Each Type requires at least one attribute, such as name and n_legs here. They can be anything you would like. Be sure to add a Context field to each attribute, with a natural language description of the attribute. That is required to tell the model what you mean by each attribute.

Running the LLM

Next, you want to instantiate your LLM engine with LLM.

llm = LLM(name="animal_stories")

# If you want to use a different base model or add your config options here
llm = LLM(
    name="my_llm_name",
    model_name="chat-gpt",
    config={
        "production": {
            "key": "<API-KEY-HERE>",
        }
    },
)

Now, you can now run your LLM.

# Define an output type
class Story(Type):
    story: str = Context("Story of an animal")

llama_animal = Animal(name="Larry", n_legs=4)
llama_story = llm(llama_animal, output_type=Story)

Adding data

You have data on different inputs and outputs, and in some cases, you have pairs of inputs and outputs that you want the LLM to model after.

Getting data of good inputs:

llama_animal = Animal(name="Larry", n_legs=4)
centipede_animal = Animal(name="Cici", n_legs=100)

my_data = [llama_animal, centipede_animal]

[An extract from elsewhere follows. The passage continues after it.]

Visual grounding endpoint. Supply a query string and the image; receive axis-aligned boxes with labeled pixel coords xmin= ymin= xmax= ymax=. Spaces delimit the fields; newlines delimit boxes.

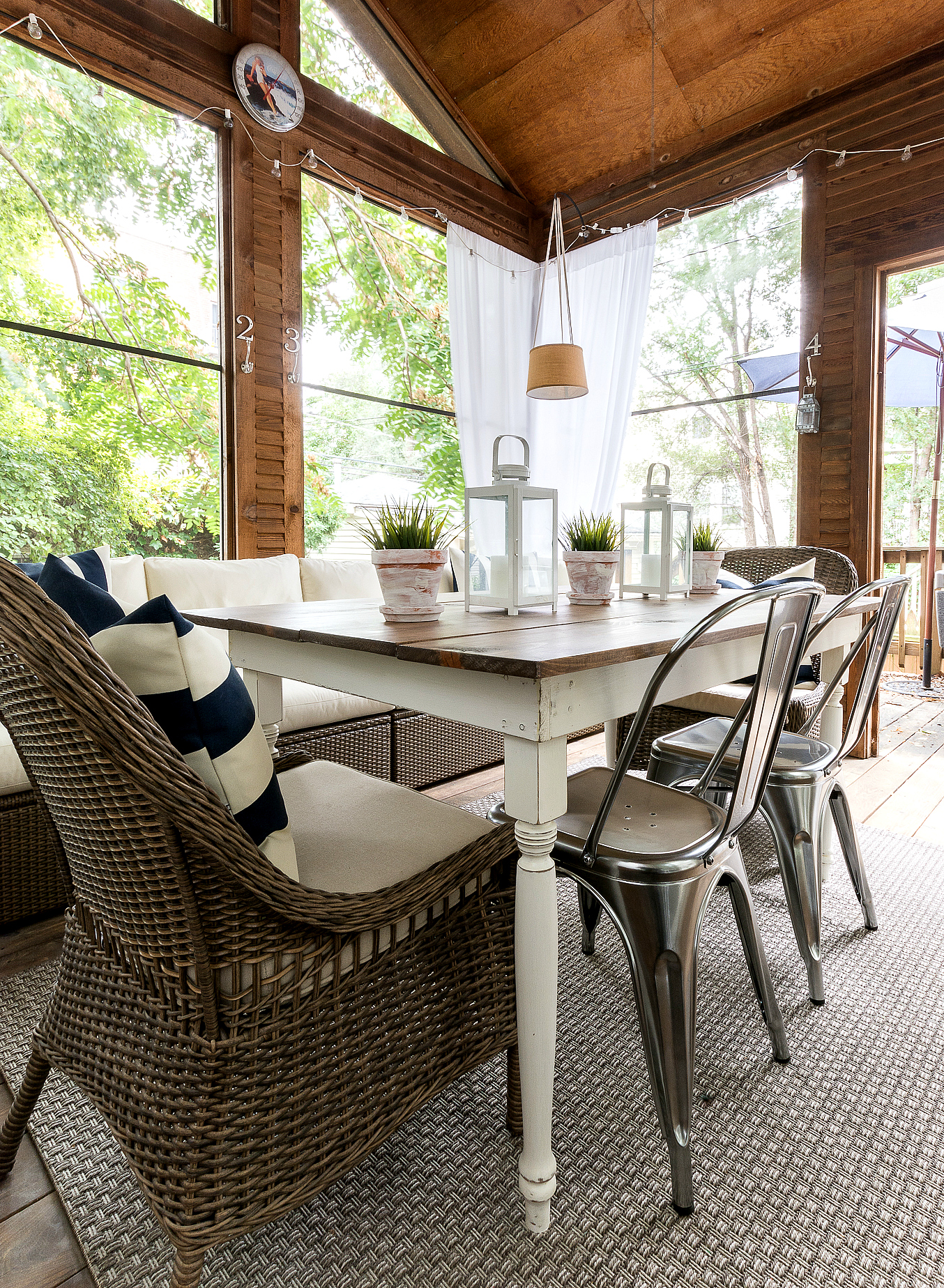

Getting data of a good input-output pair:

dog_animal = Animal(name="Nacho", n_legs=4)
dog_speed = Story(story="There once was a cute doggo named Nacho. She was a golden retriever who liked to run. All four of her paws were adorable.")

my_data.append([dog_animal, dog_speed])

Now add all that data to your LLM:

llm.add_data(my_data)

With the same call to the LLM engine, it should now produce a story that is more aligned with your data.

llama_story = llm(llama_animal, output_type=Story)

Improving with criteria

Now that you've added data, you want to improve the model's outputs further. Another way to do that is to supply improve statements on different attributes of a model's output type to improve on. You can use natural language to tell the model how it should improve.

llm.improve(on="story", to="specify the number of legs in a subtle way")

Full example

Start with data.

class Animal(Type):
    name: str = Context("name of the animal")
    n_legs: int = Context("number of legs that animal has")

class Speed(Type):
    speed: float = Context("how fast something can run")

llama_animal = Animal(name="Larry", n_legs=4)
centipede_animal = Animal(name="Cici", n_legs=100)

my_data = [llama_animal, centipede_animal]

dog_animal = Animal(name="Nacho", n_legs=4)
dog_speed = Story(story="There once was a cute doggo named Nacho. She was a golden retriever who liked to run. All four of her paws were adorable.")

my_data.append([dog_animal, dog_speed])

Instantiate the LLM engine, add data, add improvements (as many as you like), and run the LLM engine.

llm = LLM(name="animal_stories")

llm.add_data(my_data)
llm.improve(on="story", to="specify the number of legs in a subtle way")

story = llm(llama_animal, output_type=Story)

A common workflow is to run the LLM engine and see issues in the LLM outputs, then add an improve statement and run the LLM engine again.